Planned Love?

Advice Communication on Marriage and Partnership in the GDR

Till Großmann (PhD Project)

Among the narratives circulating among the post-war East German public, one claim gained particular popularity: real love was only possible in the GDR, as only in the East could emotions be spared the exploitation prevalent in the West. Emancipated women and men could both engage in wage work, their equality was reputed to be secured by family law and supported by childcare institutions. This was not only a narrative of the ruling party, SED, but continued to provide the basis for the self-image of many East Germans after the GDR collapsed. But was there really a difference between how people felt in a socialist state and emotional capitalism? This project investigates East German discourses and practices on romantic love between 1945 and 1990. The changes in the ways love was conceived of and practiced reveal uniquely East German traits, influences from Western Europe and the US as well as similarities between all three. Investigating changes in the formation of the self, which were also brought about by being in love or by shifting conceptions of love, contribute to a more accurate description of why and how East Germans accepted or challenged state-socialist morality at certain points in history.

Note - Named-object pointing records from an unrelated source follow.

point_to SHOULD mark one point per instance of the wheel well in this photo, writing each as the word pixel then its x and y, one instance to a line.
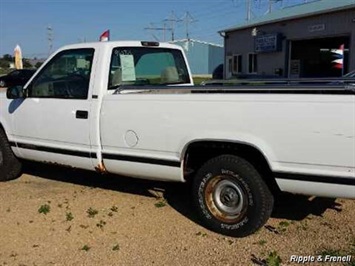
pixel 200 152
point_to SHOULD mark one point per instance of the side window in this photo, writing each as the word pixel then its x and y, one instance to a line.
pixel 147 66
pixel 237 64
pixel 66 76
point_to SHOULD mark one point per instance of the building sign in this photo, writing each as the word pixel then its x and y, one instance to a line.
pixel 268 43
pixel 317 27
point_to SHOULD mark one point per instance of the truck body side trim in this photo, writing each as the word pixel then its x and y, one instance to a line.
pixel 135 159
pixel 54 150
pixel 315 178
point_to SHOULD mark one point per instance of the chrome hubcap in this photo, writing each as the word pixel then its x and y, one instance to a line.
pixel 229 198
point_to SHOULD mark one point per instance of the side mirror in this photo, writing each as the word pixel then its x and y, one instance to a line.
pixel 15 92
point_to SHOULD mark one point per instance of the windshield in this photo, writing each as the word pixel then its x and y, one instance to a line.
pixel 147 66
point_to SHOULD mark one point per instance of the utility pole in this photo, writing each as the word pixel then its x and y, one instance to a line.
pixel 248 10
pixel 173 20
pixel 188 19
pixel 50 39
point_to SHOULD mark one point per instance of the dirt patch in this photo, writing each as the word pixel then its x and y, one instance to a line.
pixel 53 216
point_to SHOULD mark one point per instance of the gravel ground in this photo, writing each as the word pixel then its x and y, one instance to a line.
pixel 136 222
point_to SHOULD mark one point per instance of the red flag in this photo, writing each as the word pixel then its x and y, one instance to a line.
pixel 105 36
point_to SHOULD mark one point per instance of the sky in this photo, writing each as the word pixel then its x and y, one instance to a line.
pixel 30 23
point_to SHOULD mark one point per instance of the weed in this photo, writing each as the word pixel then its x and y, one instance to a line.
pixel 92 212
pixel 84 226
pixel 101 224
pixel 160 204
pixel 69 216
pixel 283 226
pixel 262 242
pixel 273 259
pixel 45 208
pixel 86 248
pixel 339 253
pixel 201 234
pixel 114 208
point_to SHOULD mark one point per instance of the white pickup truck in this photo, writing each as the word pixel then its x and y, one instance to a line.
pixel 121 107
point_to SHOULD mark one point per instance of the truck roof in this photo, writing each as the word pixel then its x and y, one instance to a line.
pixel 112 44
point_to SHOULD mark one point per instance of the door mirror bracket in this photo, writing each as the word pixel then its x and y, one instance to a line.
pixel 15 92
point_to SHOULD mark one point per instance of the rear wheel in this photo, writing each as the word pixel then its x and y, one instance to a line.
pixel 231 197
pixel 10 166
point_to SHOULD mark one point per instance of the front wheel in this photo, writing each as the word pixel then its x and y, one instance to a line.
pixel 230 196
pixel 10 166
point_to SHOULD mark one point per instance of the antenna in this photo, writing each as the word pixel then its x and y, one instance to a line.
pixel 164 29
pixel 172 19
pixel 188 19
pixel 50 39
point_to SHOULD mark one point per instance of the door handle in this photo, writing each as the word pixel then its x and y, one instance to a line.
pixel 80 114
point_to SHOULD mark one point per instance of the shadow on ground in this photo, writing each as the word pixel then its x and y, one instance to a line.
pixel 178 195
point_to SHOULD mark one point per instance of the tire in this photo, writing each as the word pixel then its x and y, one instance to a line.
pixel 230 196
pixel 10 166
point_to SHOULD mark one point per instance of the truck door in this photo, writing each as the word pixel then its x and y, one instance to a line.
pixel 53 122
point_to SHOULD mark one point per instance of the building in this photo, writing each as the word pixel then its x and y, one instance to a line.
pixel 298 41
pixel 203 57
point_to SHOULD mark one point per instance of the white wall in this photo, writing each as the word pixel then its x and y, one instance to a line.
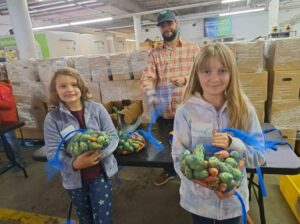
pixel 248 26
pixel 4 25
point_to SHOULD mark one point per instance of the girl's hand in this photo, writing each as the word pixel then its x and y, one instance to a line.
pixel 87 159
pixel 201 183
pixel 224 195
pixel 222 140
pixel 178 81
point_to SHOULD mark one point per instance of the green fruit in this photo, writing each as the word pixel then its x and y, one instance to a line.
pixel 200 174
pixel 93 146
pixel 184 154
pixel 237 174
pixel 231 161
pixel 223 167
pixel 231 185
pixel 136 146
pixel 101 139
pixel 76 149
pixel 70 148
pixel 213 162
pixel 182 164
pixel 199 150
pixel 235 155
pixel 139 138
pixel 226 177
pixel 83 146
pixel 84 138
pixel 214 185
pixel 188 173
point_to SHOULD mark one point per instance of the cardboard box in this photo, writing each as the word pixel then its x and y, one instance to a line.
pixel 289 135
pixel 250 56
pixel 82 65
pixel 255 85
pixel 260 110
pixel 113 90
pixel 138 63
pixel 285 114
pixel 284 85
pixel 95 91
pixel 46 68
pixel 22 71
pixel 128 117
pixel 134 91
pixel 119 66
pixel 99 68
pixel 284 54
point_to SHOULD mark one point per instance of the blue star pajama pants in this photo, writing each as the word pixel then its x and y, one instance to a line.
pixel 93 202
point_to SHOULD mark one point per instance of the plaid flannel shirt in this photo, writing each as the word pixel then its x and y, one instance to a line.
pixel 165 63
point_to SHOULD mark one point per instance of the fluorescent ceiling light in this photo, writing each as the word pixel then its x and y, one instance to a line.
pixel 56 7
pixel 50 27
pixel 73 23
pixel 242 12
pixel 86 2
pixel 229 1
pixel 46 4
pixel 91 21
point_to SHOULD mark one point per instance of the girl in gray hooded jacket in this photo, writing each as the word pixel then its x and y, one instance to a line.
pixel 87 176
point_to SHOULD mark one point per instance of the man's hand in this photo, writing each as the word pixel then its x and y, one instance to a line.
pixel 178 81
pixel 87 159
pixel 222 140
pixel 147 84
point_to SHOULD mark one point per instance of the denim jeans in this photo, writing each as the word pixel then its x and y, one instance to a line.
pixel 93 202
pixel 167 124
pixel 203 220
pixel 14 143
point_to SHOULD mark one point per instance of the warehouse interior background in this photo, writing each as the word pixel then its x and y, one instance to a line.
pixel 108 42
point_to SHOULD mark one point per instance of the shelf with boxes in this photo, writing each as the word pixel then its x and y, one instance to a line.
pixel 109 78
pixel 283 106
pixel 254 78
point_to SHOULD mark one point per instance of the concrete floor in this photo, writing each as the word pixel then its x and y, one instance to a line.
pixel 136 200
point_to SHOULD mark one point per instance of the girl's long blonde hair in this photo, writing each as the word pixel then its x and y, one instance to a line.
pixel 85 93
pixel 236 100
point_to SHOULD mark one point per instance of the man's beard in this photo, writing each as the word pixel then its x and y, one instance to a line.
pixel 170 38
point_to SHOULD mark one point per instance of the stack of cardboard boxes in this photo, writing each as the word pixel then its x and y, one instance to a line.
pixel 30 96
pixel 284 86
pixel 250 61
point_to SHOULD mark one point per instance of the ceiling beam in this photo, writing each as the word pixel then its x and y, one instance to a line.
pixel 129 7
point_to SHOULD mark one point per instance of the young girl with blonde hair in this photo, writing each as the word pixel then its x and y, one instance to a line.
pixel 213 101
pixel 85 177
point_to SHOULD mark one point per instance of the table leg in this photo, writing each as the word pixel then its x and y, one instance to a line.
pixel 261 206
pixel 11 157
pixel 250 182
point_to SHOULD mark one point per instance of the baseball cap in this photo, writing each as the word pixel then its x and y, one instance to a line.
pixel 165 16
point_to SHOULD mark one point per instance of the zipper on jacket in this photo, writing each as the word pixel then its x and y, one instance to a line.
pixel 218 121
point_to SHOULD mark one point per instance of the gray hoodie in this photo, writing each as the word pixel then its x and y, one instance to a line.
pixel 194 122
pixel 60 121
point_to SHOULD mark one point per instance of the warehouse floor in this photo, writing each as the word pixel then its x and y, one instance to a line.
pixel 136 200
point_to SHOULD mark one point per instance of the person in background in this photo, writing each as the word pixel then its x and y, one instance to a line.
pixel 214 100
pixel 87 176
pixel 167 73
pixel 8 113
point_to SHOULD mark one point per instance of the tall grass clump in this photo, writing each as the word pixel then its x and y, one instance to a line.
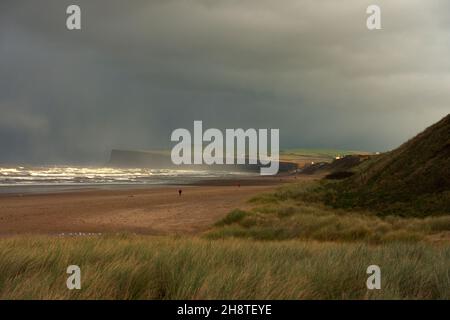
pixel 139 267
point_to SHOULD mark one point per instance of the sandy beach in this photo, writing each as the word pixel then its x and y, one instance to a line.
pixel 156 210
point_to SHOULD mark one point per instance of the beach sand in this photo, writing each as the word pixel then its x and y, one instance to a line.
pixel 155 210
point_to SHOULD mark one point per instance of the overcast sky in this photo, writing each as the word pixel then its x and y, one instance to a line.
pixel 140 69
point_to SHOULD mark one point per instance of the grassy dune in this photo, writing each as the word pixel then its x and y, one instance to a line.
pixel 134 267
pixel 286 214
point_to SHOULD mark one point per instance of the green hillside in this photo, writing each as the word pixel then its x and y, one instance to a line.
pixel 413 179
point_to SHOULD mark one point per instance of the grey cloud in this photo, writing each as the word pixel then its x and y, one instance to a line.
pixel 140 69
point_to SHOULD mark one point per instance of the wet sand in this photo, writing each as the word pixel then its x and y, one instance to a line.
pixel 155 210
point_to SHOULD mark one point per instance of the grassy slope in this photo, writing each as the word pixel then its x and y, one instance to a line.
pixel 286 214
pixel 132 267
pixel 412 180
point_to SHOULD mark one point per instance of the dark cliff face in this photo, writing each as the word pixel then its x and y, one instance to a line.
pixel 162 160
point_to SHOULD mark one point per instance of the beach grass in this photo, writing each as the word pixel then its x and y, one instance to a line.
pixel 284 215
pixel 145 267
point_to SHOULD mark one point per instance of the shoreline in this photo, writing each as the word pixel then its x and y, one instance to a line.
pixel 152 210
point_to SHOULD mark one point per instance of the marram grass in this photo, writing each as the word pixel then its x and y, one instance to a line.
pixel 140 267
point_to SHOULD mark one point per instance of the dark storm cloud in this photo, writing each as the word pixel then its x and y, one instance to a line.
pixel 139 69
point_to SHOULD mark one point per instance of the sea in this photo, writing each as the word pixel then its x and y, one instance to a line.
pixel 22 179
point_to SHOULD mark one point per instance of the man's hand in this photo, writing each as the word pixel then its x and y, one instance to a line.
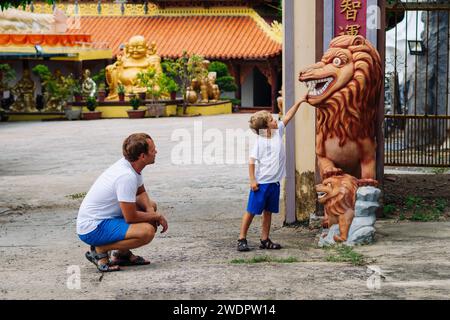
pixel 290 114
pixel 254 185
pixel 154 206
pixel 163 222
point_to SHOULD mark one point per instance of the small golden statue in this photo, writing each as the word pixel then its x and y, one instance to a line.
pixel 24 93
pixel 88 87
pixel 138 57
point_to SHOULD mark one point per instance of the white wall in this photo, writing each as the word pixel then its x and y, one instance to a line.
pixel 247 91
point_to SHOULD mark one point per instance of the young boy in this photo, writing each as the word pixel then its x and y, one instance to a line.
pixel 269 155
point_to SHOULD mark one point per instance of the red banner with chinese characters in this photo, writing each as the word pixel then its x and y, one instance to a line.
pixel 350 17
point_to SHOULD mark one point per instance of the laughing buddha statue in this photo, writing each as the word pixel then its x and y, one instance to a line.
pixel 137 57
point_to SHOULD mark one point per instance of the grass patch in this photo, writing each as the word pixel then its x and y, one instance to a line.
pixel 76 196
pixel 341 253
pixel 422 211
pixel 262 259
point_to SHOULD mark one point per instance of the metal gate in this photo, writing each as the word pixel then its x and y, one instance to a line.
pixel 417 114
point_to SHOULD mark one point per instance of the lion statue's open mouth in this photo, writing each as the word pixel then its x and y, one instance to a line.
pixel 319 86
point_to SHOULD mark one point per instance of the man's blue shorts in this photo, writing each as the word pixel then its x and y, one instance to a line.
pixel 267 198
pixel 108 231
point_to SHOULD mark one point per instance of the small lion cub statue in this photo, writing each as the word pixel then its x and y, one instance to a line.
pixel 338 194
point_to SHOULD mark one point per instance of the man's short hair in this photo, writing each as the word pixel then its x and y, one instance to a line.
pixel 135 145
pixel 259 120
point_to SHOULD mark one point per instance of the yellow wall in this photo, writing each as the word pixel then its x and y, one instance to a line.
pixel 34 117
pixel 171 110
pixel 223 108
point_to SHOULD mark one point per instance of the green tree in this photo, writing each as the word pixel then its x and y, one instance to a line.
pixel 7 74
pixel 187 67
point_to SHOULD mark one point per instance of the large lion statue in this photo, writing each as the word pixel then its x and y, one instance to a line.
pixel 337 194
pixel 346 87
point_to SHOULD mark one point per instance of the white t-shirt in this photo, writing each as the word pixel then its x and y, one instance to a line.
pixel 270 157
pixel 118 183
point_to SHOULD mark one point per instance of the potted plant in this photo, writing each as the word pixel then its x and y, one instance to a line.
pixel 91 104
pixel 7 74
pixel 172 87
pixel 101 92
pixel 77 92
pixel 135 112
pixel 121 92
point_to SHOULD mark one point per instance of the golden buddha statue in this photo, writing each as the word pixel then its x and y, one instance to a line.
pixel 24 93
pixel 88 87
pixel 138 57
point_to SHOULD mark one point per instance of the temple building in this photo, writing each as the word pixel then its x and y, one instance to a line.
pixel 242 34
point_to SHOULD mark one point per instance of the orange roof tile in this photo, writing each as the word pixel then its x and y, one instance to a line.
pixel 213 37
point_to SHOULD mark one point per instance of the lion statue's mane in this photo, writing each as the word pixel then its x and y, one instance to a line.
pixel 350 112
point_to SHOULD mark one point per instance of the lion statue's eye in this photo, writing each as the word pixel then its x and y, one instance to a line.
pixel 337 62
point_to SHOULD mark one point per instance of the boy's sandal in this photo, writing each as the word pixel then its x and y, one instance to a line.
pixel 242 245
pixel 124 259
pixel 94 257
pixel 268 244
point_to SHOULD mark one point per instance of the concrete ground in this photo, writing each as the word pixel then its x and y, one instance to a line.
pixel 42 163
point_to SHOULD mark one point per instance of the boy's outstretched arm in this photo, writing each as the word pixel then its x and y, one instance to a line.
pixel 290 114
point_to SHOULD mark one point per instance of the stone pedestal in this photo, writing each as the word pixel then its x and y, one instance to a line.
pixel 362 229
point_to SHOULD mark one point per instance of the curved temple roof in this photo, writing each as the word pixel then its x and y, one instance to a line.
pixel 214 37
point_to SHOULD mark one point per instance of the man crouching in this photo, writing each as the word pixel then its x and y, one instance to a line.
pixel 117 213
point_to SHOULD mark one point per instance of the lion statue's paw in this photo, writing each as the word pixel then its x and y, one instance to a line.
pixel 331 172
pixel 367 183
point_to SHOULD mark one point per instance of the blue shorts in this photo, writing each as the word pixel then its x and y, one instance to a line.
pixel 267 198
pixel 108 231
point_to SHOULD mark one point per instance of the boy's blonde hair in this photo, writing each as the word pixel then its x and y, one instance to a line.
pixel 259 120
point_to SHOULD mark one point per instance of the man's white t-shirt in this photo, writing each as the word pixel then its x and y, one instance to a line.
pixel 270 156
pixel 119 183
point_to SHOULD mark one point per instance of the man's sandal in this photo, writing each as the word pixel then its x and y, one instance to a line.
pixel 95 257
pixel 124 259
pixel 268 244
pixel 242 245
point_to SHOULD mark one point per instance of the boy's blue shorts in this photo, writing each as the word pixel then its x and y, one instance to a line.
pixel 108 231
pixel 267 198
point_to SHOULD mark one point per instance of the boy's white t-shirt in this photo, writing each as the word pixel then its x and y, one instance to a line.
pixel 119 183
pixel 270 156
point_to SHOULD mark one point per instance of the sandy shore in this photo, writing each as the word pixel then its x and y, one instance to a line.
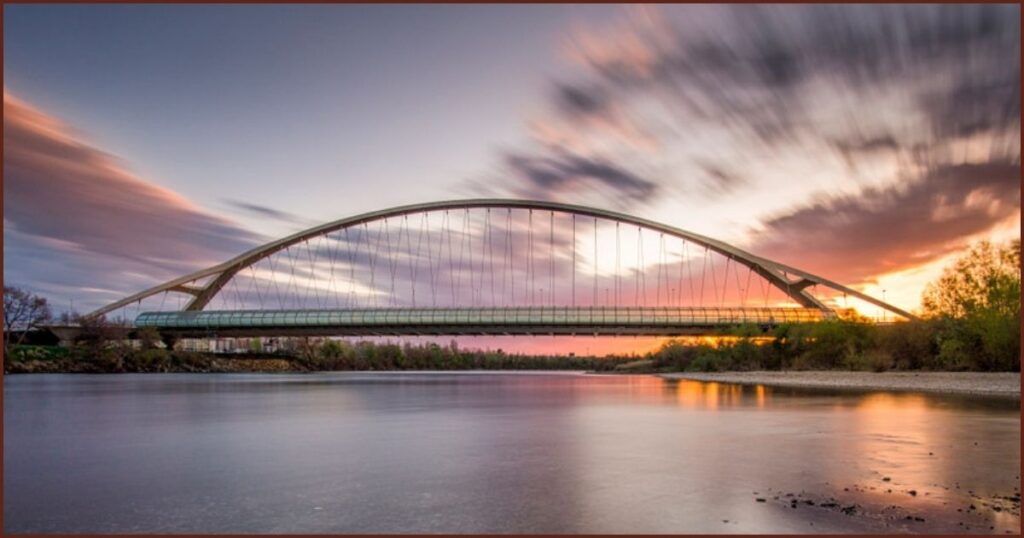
pixel 994 384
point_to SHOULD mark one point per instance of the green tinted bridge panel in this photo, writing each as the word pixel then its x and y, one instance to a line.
pixel 654 321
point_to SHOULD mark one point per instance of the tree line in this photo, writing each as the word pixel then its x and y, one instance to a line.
pixel 971 322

The dissertation project integrates practice theory into a historical study of emotional accounts. It is based on documents such as published guidebooks, advice columns in magazines and letters to the editor, which contain individual readers’ responses. The project also considers advice givers’ references to art and literature as sources for a vocabulary of the self. The research includes an analysis of alternative lifestyles, documented and put into practice by dissidents, activists in Church communities, self-help circles and civil rights groups. Writing itself can be seen as an emotional practice itself. It names, communicates, mobilizes and regulates emotions. East Germans made sense of love by formulating advice or by responding to it, integrating scientific knowledge and cultural phenomena from East and West. In doing so, they strengthened, ignored or challenged the ideology of state socialism. The project seeks to inquire into a multiplicity of connected phenomena, rather than developing an overall narrative of liberalization leading up to 1990. Examining love will offer a new perspective on the self-perceptions, morals and agency of East Germans.